Since it was in one of the quickly-disappearing threads, I'll repeat (more briefly) something I wrote about 2 weeks ago: It's interesting to see the variations on this theme in different, uh, vampverses (?!). In some stories the person wielding the cross or other symbol needs to believe in it for it to work. In others it has to be the symbol of the (pre-)vampire's religion. In most (that I've read/seen) the cross works no matter who uses it against which vampire, whether for religious reasons or because it just does. In some (somebody mentioned Blade) it doesn't work. As always, it's up to the writers.

PS to Isabel: Sorry to hear about your ankle. I can sympathize--I sprained mine almost 6 months ago. I altenately sat & was wheeled around the emergency dep't. for...well, I didn't time it, but nobody there thought to put ice on it & I didn't think to ask for it! It's almost back to normal now, most of the time, if I don't overuse it. I hope yours heals quickly.

[> [> [> [> [> [> Hot cross buns? Buffy the vampire baker! -- spotjon, 07:33:11 08/14/01 Tue

[> [> [> [> [> [> Random Religious Symbols and Vampires - Oh the pain! -- fresne, 15:13:57 08/16/01 Thu

Re: the subject of vampires reacting to all religious symbols, you might try reading Carpe Jugularum by Terry Pratchett. Damn these new age vampires and all their new fangled ideas. Very funny. Well it's Pratchett, so funny is baked right in if you like dry wit and references to history/literature/etc, which doesn't describe any of us does it.

[> See "Idiotic Question Regarding 'The Harvest'" Below -- mundusmundi, 05:41:15 08/13/01 Mon

Some of these questions are being discussed down there. There's also an excellent article in Slayage, linked by Rattletrap's post in the same thread, on this subject.

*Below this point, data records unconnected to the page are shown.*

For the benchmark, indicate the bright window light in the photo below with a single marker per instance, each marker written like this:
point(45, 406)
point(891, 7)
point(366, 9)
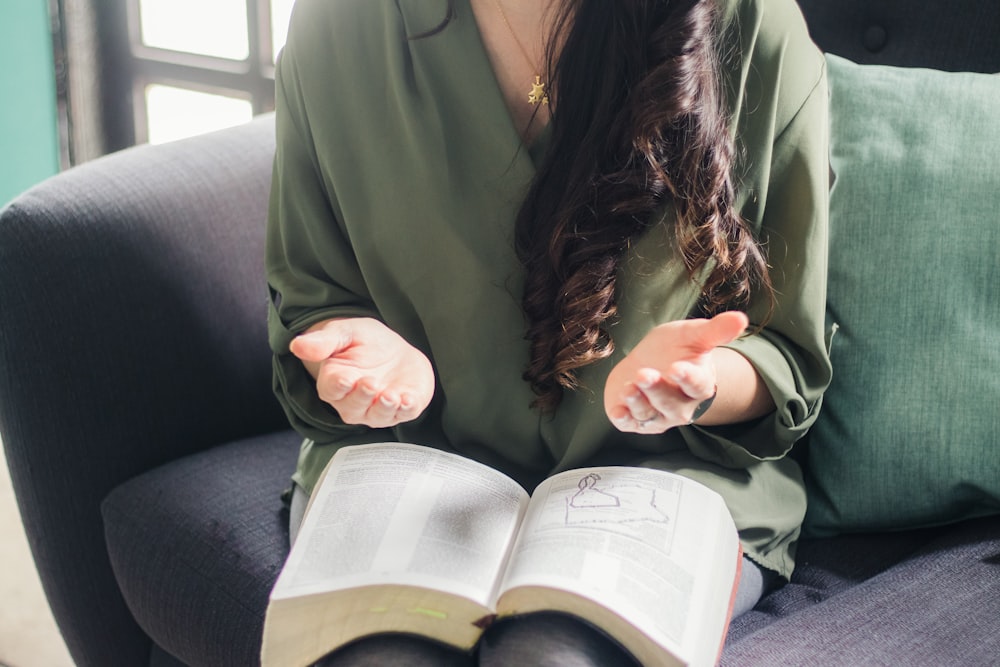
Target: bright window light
point(175, 113)
point(215, 28)
point(281, 11)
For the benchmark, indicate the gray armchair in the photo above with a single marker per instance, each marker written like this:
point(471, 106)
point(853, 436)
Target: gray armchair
point(148, 455)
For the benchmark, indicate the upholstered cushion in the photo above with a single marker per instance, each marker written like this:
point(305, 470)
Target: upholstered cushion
point(910, 430)
point(196, 546)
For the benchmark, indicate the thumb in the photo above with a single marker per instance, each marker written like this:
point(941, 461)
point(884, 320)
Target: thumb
point(320, 344)
point(721, 329)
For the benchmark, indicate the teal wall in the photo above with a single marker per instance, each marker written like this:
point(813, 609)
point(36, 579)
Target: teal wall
point(29, 138)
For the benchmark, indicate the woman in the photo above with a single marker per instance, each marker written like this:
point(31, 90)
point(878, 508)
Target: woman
point(550, 234)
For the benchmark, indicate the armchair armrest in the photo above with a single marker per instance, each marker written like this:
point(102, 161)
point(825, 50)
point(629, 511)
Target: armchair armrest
point(133, 333)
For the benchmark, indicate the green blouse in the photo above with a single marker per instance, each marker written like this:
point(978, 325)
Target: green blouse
point(398, 175)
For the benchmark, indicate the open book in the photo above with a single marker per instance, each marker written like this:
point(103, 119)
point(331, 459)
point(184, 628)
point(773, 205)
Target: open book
point(402, 538)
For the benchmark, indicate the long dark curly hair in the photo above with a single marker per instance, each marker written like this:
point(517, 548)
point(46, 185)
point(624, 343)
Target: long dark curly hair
point(638, 121)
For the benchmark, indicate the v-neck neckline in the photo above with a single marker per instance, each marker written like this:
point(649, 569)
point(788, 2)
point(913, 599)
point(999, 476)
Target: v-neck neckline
point(477, 46)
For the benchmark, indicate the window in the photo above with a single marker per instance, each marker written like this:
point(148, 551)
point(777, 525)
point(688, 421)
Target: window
point(201, 65)
point(136, 71)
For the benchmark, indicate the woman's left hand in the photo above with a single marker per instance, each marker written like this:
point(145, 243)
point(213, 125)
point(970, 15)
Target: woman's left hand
point(661, 382)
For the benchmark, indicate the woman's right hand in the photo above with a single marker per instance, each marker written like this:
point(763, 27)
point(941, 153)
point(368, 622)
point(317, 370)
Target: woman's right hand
point(366, 371)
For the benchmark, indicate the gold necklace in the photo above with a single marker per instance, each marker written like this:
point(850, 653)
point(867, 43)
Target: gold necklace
point(537, 93)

[> Crosses and Costume Designers -- Dichotomy, 14:39:44 08/13/01 Mon

Buffy's costume designer, Cynthia Bergstrom, had this to say about the lack of crosses since Season 4: "She's grown as a slayer. She's able to protect herself." This seems to support the idea of crosses as tools rather than items of spiritual significance for Buffy. Not a terribly deep revelation, but that shows it was indeed a deliberate indication of Buffy's power (and her source of power) as a slayer.

[> Re: Everyone has such a problem with this ... -- Dedalus, 18:15:08 08/13/01 Mon

When it's really quite simple -

Joss Whedon set out to create a self-contained mythology, an autonomous universe. When you start out on something like that, obviously you are not going to dwell extensively on old stories of cosmology or whatever.

Like Giles said at the beginning, "contrary to popular mythology," life did not begin as a paradise. Thus we are not operating ... not just in a non-Christian universe, but with the inclusion of the Old Ones being here before humanity, we are not in our universe at all. It looks like it, but it's not the same thing. Joss himself said this. Obviously, he's not trying to give any clear history lesson.

The Buffyverse is ruled over by warring factions, namely the Powers That Be and the First. Joss said in the Monster Book that he's never going to say that the Powers are God or that they're not, rather he's leaving it vague for multiple interpretations. But he did say that the First was not Satan. Actually, Joss went off and invented his own thing for the purpose of NOT irking religious folk. He was steering clear of direct references to the Bible and such (except when Giles quoted Isaiah in PG) so that the fundamentalist crowd would not get upset at its inclusion in what was basically a universe that had nothing to do with reality. I remember him literally saying that in an interview right around the second season.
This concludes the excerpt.